A hydrogen powered cleaning vehicle is being tested on the streets of the city of Basel, Switzerland, since 2009. The vehicle has been developed by a team led by Christian Bach, head of the Internal Combustion Engines Laboratory at Empa.
Since the vehicle reached its targets in terms of both performance and energy consumption, the team has decided to substitute the fuel cell system initially used with a more advanced module and also incorporate a centralized safety module. The Mk 2 Fuel Cell System has been functional since the summer of 2011 and has proved to be highly robust. The vehicle was taken out of service just once, due to a defective water pump.
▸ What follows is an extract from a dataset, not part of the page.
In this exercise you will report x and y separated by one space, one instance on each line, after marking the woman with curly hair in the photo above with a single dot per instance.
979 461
The trials proved that fuel cells are now ready for regular everyday applications, particularly for applications like municipal utility vehicles. The fuel cells help the operator to save a large amount of energy, as the fuel consumption of the hydrogen powered vehicle is significantly less when compared to its counterparts. The hydrogen powered vehicle requires only 0.3 to 0.6 kg of fuel per hour, while the standard usage is 5 to 5.5 l of diesel per hour.In addition, the vehicle’s performance is approximately 40% higher than a diesel powered-vehicle in terms of carbon dioxide emissions. The novel cleaning vehicle has been demonstrated to be safe and user-friendly while being used in the Basel streets. Another advantage is that the hydrogen powered vehicle makes very less noise than a diesel powered one. It operates much quieter both while driving and cleaning the streets with suction system and brushes.
The only drawback of the vehicle is that during colder climates, the waste heat generated from the electric motor and the fuel cells are not adequate to maintain a warm temperature in the driver’s cabin. Hence, to overcome this setback, the driver’s seat has been fitted with a heating system for use on colder days. In the middle of March 2012, the testing phase of the vehicle will end and it will be moved to St Gallen for further trials.